The length is the key used by the priority queue to determine order. Because the procedure Prim is so close to the procedure breadth1st shown in Listing Three, I have not included its listing.

Single-Source/Shortest-Paths Spanning Tree

You can make a small change to what determines priority in the priority queue by keeping track of the distance from the start of the traversal and taking the edge that gives the shortest path from the start in building the spanning tree; see Figure 4. In this case, you end up with the spanning tree that gives the shortest paths from the starting point to all other nodes.

Listing Six (also available electronically) shows how minor additions to Prim's algorithm for a minimum spanning tree transform it into Dijkstra's algorithm for the single-source/shortest-paths spanning tree. Here, you need to retain the current distance of every node from the starting node. The preliminary procedure to clear the traversal flags also sets the distance attribute in all nodes to the largest available number. Now the key for the priority queue becomes the distance from the starting node to the destination node of the edge, not just the edge length itself as in Prim's algorithm. As you make entries into the priority queue, you get this simply by adding together the distance to the node you are processing and the length of the edge from that node to the adjacent node you are thinking of entering into the priority queue.

And, just as there are numerous ways to skin a cat, there may be more than one spanning tree that meets the description of a minimum spanning tree or a single-source/shortest-paths spanning tree.

All-Paths Algorithm (Traveling Salesman Problem)

The algorithms up to this point examined the graph edges just once. Because the edges are in an adjacency matrix, the traversal time required depends on the square of the number of nodes. Other well-known graph traversal algorithms include those that consider all possible paths. Listing Seven (available electronically) shows such an algorithm with no restrictions on the paths other than forbidding traveling the same edge twice. If you want to consider all possible paths in the graph, the time required goes up exponentially. One of the most famous problems solved by an all-path graph traversal is the Traveling Salesman problem (Figure 5).
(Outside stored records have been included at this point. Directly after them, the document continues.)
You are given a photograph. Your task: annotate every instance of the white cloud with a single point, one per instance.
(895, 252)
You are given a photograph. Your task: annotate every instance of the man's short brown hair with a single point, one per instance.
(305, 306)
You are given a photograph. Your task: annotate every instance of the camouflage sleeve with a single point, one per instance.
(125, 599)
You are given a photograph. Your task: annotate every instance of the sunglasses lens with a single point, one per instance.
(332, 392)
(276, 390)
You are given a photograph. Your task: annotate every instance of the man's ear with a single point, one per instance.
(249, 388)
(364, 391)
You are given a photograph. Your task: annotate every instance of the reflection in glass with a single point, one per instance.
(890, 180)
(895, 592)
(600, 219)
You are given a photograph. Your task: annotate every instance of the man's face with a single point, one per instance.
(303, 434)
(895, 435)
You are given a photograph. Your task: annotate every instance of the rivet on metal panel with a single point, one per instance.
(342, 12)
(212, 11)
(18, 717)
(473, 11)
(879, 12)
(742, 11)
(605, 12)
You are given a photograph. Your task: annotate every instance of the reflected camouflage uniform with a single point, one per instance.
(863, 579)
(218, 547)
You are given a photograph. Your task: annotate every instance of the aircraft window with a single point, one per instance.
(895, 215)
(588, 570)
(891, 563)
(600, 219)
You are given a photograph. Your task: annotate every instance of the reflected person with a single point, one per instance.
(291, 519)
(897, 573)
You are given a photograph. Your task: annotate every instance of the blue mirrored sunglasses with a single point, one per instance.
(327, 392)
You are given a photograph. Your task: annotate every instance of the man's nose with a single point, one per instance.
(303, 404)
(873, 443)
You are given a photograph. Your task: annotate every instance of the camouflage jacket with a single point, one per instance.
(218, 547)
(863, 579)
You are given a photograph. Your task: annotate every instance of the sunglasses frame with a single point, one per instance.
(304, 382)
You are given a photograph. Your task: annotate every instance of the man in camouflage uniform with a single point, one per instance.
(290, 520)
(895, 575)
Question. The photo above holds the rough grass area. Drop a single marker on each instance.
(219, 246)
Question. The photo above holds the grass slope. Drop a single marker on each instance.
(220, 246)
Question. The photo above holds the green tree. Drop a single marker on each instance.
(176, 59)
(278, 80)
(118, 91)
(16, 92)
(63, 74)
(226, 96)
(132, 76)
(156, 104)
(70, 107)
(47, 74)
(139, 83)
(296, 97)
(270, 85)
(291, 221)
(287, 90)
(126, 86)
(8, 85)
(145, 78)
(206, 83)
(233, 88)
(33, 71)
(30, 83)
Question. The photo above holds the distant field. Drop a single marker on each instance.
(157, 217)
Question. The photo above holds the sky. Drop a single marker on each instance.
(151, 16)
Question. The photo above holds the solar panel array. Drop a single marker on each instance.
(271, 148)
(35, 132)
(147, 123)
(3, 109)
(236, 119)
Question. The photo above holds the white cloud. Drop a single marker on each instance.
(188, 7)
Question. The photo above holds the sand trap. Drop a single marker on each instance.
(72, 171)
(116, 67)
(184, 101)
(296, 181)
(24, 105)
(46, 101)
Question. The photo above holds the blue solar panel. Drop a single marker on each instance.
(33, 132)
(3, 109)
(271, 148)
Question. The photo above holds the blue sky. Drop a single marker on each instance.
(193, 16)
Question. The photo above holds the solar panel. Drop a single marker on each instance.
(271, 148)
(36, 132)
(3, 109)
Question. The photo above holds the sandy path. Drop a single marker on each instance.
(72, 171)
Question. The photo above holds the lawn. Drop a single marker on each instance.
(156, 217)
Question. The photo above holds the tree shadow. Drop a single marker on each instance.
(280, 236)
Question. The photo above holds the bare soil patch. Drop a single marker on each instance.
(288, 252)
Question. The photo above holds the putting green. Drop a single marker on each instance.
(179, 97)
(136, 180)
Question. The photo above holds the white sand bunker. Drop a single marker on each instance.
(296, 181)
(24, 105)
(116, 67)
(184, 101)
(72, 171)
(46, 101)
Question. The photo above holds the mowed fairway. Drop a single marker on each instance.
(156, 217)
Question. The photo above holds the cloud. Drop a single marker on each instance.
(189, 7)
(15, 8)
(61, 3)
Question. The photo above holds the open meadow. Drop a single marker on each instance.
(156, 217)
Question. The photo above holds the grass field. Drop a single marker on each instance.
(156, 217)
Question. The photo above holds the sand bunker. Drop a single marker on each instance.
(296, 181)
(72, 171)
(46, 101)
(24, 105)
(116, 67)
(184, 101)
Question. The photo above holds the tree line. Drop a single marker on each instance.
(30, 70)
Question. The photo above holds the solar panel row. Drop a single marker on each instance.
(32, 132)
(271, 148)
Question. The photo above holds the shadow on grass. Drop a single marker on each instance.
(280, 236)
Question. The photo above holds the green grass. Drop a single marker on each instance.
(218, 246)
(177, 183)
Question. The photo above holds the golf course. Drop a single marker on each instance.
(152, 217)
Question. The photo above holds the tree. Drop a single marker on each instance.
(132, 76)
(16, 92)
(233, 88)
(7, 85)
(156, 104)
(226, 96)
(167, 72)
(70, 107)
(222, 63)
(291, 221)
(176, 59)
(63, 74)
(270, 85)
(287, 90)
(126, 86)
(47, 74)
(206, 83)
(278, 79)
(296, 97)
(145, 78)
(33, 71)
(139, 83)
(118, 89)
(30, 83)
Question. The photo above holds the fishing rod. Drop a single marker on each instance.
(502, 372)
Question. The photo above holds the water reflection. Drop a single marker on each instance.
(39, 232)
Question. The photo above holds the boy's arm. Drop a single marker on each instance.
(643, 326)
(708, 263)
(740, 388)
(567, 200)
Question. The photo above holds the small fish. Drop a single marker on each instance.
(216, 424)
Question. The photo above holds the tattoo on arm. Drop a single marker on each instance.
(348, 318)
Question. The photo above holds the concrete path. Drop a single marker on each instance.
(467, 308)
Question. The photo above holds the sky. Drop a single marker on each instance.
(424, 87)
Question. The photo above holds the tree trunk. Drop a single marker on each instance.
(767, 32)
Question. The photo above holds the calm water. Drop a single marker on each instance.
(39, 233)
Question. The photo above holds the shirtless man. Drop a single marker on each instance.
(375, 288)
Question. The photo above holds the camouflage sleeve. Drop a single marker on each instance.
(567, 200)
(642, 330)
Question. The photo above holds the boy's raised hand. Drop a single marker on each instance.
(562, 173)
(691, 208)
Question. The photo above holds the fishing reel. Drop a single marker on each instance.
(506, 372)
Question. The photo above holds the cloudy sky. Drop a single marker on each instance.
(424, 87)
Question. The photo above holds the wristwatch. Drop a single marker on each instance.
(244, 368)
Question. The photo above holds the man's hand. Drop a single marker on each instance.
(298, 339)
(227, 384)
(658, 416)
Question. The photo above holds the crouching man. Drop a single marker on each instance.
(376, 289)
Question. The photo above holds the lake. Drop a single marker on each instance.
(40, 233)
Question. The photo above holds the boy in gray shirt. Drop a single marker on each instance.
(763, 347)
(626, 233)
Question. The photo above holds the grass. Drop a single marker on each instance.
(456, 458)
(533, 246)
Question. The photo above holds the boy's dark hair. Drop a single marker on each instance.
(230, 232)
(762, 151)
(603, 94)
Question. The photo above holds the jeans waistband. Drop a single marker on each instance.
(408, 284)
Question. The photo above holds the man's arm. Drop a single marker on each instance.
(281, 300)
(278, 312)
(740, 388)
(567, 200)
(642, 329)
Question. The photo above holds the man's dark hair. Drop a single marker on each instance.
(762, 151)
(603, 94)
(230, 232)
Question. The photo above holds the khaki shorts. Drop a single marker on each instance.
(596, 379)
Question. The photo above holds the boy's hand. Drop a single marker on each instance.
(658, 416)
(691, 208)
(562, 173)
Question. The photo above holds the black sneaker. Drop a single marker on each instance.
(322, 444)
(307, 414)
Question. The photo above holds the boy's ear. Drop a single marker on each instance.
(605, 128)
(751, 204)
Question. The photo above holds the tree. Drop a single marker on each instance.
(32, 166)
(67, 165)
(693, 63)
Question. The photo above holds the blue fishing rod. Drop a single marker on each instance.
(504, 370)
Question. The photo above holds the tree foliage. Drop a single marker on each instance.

Traveling Salesman Problem with No Paths Revisited. In this traversal, severe restrictions are placed on the traversal circuit: If you allow absolutely no branching, require that all nodes be visited, and add one extra edge from the last node visited back to the start, you have what is called a "Hamiltonian circuit." If you find the shortest Hamiltonian circuit, you have solved the Traveling Salesman Problem — what is the shortest tour that a traveling salesman can take to visit all clients and return home? (Computing theoreticians sometimes phrase the Traveling Salesman Problem as finding a Hamiltonian circuit with total length less than some constant, but traveling salesmen themselves will almost certainly be interested in the shortest route.)
Traveling Salesman with Node Revisiting. There are, however, graphs for which there are no Hamiltonian circuits: To visit all nodes, you may have to pass through some node(s) more than once. Even here, you can relax the restriction on node visits and solve the Traveling Salesman Problem when that is stated as the shortest circuit to visit all nodes — it just becomes a messier problem. Listing Eight (also available electronically) shows the changes to the allPaths procedure (Listing Seven) to solve this more general version of the Traveling Salesman Problem — as shown in Figure 5, since Spokane is visited more than once.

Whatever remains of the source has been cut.